In the crime scene of the future, forensic analysts might not be basing their investigations solely on traces of DNA and fingerprints, but also a criminal's microbiome.
In a paper published today in the journal PeerJ, researchers from Oregon University describe how each person possesses a unique "microbial cloud signature." This is the millions of bacteria that every human's microbiome emits into the surrounding air. Think of it as a kind of aura in the shape of a invisible bacterial cluster that forms a halo around our bodies.
The researchers investigated the connection that this puff of microbes has with the surrounding air.
"What we were trying to do was to take the knowledge that we have about the human microbiome and microbiology and that we've begun to discover in the built environment, and understand how those two interact," Adam Altrichter, a research assistant at the University of Oregon's Biology and Built Environment Center, told me over the phone. "How does an individual contribute to the microbiology inside a building?"
The human microbiome (all the microbes that live in our body) might not sound that exciting. But lately, research has explored how and if it plays a pretty big part in our health and happiness. What the researchers at Oregon University want to explore is if it leaves a detectable trace in the air around us, and if our unique microbiome clouds can act like data sets that harbour information on where we've been before.

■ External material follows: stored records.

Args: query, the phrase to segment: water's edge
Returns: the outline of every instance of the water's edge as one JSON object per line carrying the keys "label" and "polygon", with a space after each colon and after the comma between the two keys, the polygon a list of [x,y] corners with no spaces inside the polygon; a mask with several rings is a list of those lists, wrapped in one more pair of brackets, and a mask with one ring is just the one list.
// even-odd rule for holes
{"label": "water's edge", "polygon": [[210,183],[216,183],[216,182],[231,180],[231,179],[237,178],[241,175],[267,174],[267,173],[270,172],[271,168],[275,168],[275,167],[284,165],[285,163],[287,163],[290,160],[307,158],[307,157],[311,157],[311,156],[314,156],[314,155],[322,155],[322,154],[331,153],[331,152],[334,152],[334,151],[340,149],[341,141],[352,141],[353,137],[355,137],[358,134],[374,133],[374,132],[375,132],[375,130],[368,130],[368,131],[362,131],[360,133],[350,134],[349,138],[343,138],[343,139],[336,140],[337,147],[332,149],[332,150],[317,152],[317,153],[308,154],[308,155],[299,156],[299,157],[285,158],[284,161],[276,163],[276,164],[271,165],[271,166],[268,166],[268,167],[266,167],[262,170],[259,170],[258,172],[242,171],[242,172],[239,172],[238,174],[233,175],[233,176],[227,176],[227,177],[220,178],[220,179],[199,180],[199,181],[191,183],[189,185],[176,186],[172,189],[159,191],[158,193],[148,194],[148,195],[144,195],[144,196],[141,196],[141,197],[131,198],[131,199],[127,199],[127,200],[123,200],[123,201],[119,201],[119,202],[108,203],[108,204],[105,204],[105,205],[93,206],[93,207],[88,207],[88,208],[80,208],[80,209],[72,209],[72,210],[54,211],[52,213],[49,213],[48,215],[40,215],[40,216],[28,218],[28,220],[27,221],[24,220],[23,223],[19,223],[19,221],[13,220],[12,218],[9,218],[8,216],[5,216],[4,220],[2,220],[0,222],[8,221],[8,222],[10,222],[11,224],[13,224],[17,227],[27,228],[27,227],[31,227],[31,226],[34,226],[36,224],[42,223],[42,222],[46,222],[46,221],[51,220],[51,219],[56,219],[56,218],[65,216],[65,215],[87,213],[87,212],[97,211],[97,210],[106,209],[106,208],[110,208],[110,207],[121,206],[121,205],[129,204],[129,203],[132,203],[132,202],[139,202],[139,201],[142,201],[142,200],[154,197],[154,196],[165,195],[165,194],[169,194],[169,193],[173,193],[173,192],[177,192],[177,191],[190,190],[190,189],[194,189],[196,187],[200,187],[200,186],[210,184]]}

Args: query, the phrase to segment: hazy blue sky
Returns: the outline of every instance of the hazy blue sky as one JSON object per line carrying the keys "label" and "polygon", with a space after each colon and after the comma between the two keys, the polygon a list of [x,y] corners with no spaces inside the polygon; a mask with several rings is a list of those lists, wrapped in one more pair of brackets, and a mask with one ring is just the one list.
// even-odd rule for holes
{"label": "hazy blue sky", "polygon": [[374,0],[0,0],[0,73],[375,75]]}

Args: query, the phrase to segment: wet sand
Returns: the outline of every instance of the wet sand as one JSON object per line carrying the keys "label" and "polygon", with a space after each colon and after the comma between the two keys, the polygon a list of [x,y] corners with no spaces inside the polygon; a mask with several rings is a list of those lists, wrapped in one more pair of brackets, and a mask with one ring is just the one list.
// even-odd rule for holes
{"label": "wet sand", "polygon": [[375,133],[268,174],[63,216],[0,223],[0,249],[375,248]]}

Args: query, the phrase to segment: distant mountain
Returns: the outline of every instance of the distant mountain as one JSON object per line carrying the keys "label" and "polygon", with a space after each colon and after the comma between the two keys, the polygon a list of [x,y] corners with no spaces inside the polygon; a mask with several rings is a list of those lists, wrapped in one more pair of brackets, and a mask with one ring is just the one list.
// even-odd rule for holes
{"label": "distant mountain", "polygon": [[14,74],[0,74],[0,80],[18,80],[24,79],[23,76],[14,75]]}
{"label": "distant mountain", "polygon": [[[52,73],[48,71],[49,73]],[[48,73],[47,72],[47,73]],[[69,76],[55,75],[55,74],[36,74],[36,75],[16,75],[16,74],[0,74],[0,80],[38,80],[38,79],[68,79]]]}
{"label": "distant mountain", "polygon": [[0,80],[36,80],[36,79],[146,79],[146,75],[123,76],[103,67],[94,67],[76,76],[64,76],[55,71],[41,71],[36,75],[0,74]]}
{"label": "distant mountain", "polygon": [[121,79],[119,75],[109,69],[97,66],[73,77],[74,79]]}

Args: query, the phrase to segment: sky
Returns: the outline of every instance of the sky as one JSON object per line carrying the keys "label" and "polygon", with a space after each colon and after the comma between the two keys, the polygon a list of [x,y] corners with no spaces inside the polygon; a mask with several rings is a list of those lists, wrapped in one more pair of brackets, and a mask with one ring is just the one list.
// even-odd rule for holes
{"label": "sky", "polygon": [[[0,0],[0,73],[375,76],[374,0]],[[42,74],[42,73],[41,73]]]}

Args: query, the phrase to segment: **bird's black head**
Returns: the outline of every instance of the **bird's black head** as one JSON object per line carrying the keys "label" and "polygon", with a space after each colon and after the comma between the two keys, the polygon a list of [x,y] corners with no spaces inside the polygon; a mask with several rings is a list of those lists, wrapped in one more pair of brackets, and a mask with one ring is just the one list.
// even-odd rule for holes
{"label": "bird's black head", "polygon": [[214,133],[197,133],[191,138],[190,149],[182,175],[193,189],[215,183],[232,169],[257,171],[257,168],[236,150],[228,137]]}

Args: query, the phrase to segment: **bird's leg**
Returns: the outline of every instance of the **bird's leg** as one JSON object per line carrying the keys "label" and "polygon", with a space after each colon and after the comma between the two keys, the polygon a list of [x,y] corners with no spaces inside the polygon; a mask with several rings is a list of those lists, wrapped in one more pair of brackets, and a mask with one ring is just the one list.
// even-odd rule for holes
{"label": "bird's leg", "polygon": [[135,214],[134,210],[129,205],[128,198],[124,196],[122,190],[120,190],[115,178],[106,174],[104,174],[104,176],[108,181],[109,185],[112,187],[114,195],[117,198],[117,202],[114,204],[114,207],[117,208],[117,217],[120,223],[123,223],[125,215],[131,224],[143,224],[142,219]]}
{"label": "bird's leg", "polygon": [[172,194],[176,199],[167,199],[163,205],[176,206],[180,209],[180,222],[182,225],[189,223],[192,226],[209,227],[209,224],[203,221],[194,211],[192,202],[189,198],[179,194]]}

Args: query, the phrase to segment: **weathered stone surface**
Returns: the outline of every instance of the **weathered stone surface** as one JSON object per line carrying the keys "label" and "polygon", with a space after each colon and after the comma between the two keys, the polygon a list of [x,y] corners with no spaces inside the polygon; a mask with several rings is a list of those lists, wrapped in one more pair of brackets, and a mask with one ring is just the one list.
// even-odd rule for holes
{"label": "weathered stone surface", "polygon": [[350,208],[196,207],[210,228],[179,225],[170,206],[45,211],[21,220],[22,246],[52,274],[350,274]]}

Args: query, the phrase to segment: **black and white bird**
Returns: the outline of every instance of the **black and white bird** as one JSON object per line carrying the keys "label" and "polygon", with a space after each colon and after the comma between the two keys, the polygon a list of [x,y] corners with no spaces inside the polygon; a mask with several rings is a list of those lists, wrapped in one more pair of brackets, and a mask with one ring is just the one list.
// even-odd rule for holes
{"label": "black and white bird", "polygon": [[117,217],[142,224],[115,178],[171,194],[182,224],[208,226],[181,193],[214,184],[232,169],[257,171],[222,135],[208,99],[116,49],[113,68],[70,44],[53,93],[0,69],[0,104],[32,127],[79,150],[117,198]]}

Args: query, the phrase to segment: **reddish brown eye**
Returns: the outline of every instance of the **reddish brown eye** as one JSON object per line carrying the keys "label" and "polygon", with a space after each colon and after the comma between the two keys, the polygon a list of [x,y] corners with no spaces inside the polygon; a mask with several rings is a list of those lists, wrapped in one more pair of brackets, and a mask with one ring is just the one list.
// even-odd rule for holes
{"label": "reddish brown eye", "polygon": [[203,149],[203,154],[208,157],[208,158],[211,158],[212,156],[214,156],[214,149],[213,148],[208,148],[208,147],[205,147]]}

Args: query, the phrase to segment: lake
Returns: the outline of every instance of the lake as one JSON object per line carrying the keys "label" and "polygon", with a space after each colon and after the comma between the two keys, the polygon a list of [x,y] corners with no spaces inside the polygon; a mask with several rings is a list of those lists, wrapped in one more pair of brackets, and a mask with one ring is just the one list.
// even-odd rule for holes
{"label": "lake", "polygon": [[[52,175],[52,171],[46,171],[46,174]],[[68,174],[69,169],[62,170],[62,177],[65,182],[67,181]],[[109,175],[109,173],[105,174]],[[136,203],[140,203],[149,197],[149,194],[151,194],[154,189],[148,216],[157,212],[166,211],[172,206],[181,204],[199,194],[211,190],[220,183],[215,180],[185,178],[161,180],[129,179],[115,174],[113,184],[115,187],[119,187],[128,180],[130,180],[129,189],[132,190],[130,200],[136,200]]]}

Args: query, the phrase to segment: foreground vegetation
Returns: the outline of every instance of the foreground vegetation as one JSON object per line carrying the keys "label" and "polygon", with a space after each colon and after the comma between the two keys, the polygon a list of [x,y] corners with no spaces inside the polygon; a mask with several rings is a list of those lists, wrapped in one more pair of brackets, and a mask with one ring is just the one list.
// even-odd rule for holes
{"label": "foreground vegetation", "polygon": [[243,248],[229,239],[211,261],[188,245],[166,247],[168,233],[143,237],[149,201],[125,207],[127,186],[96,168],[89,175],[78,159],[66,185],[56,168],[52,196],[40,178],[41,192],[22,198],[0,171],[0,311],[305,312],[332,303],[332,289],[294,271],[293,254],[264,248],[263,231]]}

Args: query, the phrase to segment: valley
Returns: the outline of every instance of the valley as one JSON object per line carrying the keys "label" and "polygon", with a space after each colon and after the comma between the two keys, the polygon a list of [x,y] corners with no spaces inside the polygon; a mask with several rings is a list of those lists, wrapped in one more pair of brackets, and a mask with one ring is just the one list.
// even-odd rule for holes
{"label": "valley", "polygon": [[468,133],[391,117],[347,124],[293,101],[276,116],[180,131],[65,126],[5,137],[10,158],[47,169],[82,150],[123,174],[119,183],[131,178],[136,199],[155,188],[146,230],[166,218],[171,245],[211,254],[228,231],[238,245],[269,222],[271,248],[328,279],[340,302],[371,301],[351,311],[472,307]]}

For their study, the researchers placed 11 different people in tank tops and shorts in a sanitized experimental chamber, and collected and sequenced their microbial cloud data. They found that most of the participants could be identified within four hours by the unique cocktail of microbiome bacteria (Streptococcus, which is found in people's mouths, and Propionibacterium and Corynebacterium, which is found on people's skin) and air. Usually it's a unique of bacteria and air that makes up each and everyone of our microbial cloud datasets.
Altrichter told me that in the future, the researchers wanted to explore how their current findings would be applicable in a real world setting, where you didn't have sanitized people sitting in chambers, but more like at desks and in bustling crowds.
"How does an individual contribute to the microbiology inside a building?"
"We spend upwards of 90 percent of our time indoors, so we know that we're contributing a great deal to the microbiology of the buildings around us," Altrichter told me. "So we have questions on how far this microbial cloud might spread, how persistent it is over time, if you have multiple people in the same room at the same time, could you distinguish individuals from each other?"
For the moment, Altrichter admits that his musings are speculative. But the simultaneously exciting and dystopian possibilities of each of our microbial clouds acting as invisible fingerprints remain.
"We're thinking of the more speculative things that we can apply this to. If you have individuals who were in a unique soil environment, of if there was a building with a certain microbial signature and maybe the individual acquired some of this while they were in the building, you might be able to find clues of this in their microbial cloud signature," said Altrichter.
The research is still in its infancy, but does it hint at a future where you might have to find a way to encrypt your microbial cloud data as much as your online transactions?